Der war aber erst anschließend, nach dem Nationalrat?
KURZ: Mir ist die schnelle Aufklärung aller offenen Fragen wichtig. Es gibt einige Beschuldigte im BVT. Wie bei jedem Österreicher gilt auch hier die Unschuldsvermutung. Wenn sich jemand etwas zuschulden kommen ließ, muss er verurteilt werden, wenn nicht, muss er schnell und zügig seinen Dienst wieder aufnehmen können.
Ist alles optimal gelaufen beim BVT?
STRACHE: Es gilt grundsätzlich die Unschuldsvermutung, aber es gibt auch den Verdacht des Amtsmissbrauchs.
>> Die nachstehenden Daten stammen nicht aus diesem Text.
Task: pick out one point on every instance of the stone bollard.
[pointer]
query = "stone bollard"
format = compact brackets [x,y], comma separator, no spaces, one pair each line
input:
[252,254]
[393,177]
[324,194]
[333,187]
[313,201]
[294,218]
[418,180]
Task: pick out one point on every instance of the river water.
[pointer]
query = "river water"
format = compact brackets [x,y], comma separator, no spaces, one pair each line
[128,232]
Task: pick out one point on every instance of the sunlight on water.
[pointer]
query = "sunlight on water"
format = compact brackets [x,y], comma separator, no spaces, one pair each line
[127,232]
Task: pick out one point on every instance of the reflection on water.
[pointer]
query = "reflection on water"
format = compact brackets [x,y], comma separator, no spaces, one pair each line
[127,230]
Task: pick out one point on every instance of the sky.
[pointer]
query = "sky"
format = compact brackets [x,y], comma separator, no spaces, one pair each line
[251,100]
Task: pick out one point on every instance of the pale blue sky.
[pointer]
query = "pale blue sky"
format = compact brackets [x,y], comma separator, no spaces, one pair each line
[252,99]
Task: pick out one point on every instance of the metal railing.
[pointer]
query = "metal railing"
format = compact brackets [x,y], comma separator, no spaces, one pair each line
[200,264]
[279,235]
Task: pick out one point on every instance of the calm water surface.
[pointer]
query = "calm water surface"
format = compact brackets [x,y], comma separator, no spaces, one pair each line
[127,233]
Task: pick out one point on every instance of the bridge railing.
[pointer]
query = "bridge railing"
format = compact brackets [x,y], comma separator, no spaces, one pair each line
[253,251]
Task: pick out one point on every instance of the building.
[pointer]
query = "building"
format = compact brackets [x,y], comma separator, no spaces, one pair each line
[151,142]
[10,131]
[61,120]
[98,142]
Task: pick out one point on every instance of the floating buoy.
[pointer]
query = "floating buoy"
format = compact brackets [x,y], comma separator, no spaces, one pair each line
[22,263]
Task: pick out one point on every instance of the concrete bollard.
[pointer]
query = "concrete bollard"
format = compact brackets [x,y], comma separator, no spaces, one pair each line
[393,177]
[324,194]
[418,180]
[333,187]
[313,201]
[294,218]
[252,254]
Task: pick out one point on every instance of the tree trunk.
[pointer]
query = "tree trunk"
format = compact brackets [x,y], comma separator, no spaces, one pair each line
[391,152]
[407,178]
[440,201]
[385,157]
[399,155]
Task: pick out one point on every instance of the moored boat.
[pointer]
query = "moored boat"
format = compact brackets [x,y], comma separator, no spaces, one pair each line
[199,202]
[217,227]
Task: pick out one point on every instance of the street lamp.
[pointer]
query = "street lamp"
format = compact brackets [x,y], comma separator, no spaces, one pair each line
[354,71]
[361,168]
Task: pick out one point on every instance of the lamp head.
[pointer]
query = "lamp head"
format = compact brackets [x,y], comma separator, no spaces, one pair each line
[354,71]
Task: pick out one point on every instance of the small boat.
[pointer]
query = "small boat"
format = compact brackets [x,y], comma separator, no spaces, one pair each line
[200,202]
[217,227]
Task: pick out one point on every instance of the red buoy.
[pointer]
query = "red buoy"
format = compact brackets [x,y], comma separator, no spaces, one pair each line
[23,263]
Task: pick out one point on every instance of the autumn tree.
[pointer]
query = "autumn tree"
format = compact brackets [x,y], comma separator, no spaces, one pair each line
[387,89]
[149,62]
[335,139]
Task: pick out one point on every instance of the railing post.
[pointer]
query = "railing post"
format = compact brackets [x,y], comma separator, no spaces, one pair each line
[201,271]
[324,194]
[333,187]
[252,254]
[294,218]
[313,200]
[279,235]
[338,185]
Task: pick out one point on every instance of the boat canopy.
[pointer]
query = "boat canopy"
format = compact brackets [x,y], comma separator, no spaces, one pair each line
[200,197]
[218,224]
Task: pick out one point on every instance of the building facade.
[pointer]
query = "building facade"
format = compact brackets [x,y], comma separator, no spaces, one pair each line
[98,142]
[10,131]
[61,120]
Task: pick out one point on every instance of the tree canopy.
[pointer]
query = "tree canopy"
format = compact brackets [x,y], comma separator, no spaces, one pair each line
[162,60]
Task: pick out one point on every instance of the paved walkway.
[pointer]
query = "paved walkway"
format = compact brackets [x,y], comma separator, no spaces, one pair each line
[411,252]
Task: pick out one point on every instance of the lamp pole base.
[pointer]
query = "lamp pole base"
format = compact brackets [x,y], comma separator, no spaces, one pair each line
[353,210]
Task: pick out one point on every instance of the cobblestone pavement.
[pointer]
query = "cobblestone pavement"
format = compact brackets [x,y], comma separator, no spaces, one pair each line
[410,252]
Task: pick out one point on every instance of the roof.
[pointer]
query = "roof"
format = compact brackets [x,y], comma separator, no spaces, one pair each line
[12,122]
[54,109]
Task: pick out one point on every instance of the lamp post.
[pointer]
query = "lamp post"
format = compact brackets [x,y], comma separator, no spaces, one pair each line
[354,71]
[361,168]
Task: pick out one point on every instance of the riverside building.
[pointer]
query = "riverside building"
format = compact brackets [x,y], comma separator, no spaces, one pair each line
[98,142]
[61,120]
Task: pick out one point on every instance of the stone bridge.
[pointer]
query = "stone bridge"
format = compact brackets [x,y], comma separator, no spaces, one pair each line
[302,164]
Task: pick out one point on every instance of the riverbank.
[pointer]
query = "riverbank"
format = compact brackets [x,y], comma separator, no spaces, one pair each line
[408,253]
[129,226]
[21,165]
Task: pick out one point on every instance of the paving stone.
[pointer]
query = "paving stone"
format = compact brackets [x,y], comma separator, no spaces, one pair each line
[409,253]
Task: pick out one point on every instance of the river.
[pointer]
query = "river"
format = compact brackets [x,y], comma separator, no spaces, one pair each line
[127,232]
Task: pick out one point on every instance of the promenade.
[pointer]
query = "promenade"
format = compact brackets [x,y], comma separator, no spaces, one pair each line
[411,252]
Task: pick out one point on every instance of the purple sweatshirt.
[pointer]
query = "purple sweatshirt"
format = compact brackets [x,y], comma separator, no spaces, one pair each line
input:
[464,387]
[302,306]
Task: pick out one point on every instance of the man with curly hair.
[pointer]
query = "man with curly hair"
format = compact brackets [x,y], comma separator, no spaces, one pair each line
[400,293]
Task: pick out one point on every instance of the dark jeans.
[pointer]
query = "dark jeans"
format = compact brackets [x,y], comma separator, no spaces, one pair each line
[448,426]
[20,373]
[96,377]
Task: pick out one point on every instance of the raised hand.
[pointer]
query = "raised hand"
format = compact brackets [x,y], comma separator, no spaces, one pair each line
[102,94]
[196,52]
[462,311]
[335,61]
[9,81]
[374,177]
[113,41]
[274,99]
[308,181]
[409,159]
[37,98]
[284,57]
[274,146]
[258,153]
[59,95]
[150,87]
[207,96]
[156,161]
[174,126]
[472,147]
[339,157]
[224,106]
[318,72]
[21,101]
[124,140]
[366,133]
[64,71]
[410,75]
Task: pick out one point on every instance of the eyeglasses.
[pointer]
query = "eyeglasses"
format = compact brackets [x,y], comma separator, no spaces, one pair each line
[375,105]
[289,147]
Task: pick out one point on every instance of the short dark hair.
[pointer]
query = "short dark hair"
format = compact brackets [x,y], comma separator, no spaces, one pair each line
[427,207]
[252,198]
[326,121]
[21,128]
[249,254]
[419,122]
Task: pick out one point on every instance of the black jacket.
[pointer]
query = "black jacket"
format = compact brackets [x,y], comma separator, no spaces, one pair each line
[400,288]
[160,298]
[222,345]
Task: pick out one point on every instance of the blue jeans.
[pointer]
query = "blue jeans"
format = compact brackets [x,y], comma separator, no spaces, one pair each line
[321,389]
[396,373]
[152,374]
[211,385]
Zum Glück gibt es bei uns die Gewaltenteilung, und die Staatsanwältin hat aufgrund von Hinweisen entschieden, dass es Handlungsbedarf für eine Hausdurchsuchung gegeben hat.
War es nicht ziemlich übertrieben, mit 58 Mann da hineinzugehen? Hätte der Minister da etwas dezenter vorgehen können?
STRACHE: Das ist eine Frage der Staatsanwaltschaft und nicht des Innenministers.
Aber die Staatsanwaltschaft entscheidet ja nicht, mit wie viel Mann und mit welchen Leuten.
Die Staatsanwaltschaft entscheidet, ob es eine Hausdurchsuchung gibt, und nimmt dann Kontakt mit dem Innenministerium auf, um Begleitungsmaßnahmen zu setzen. Medial ist ja ein völlig falsches Bild gezeichnet worden, dass die Beamten mit Sturmmasken und Langwaffen agiert hätten. Es ist auch nicht so, dass Polizeibeamte dort Dinge gesichert hätten. Das hat die Staatsanwaltschaft mit ihren Beamten und Spezialisten gemacht.
Dass der Generalsekretär des Innenministeriums Zeugen nachnominiert hat, obwohl die Sache im Oktober erledigt war, ist ungewöhnlich.
Wenn sich Zeugen melden, egal ob beim Kanzler oder bei mir, leiten wir das natürlich an die Staatsanwaltschaft weiter. Wenn man als Amtsträger Hinweise auf Korruption erhält, muss man handeln. Wenn man das nicht tut, macht man sich straffällig.
Hat Generalsekretär Goldgruber da nicht nachgeholfen bei der Nominierung von Zeugen?
Nein, er hat sie, als sie sich bei ihm gemeldet haben, an die Staatsanwaltschaft weitergeleitet.
Muss das BVT umgebaut werden?
Ich kann jetzt nur den Innenminister zitieren, der gesagt hat, es werde notwendig sein, eine Evaluierung und Optimierung vorzunehmen.
Herr Kurz, Sie wollten eine Richtlinienkompetenz. Soll das BVT so bleiben, wie es ist?
Das Gerücht, dass der Innenminister die Geheimdienste zusammenführen möchte, stimmt nicht. Das würde ich auch nicht mittragen.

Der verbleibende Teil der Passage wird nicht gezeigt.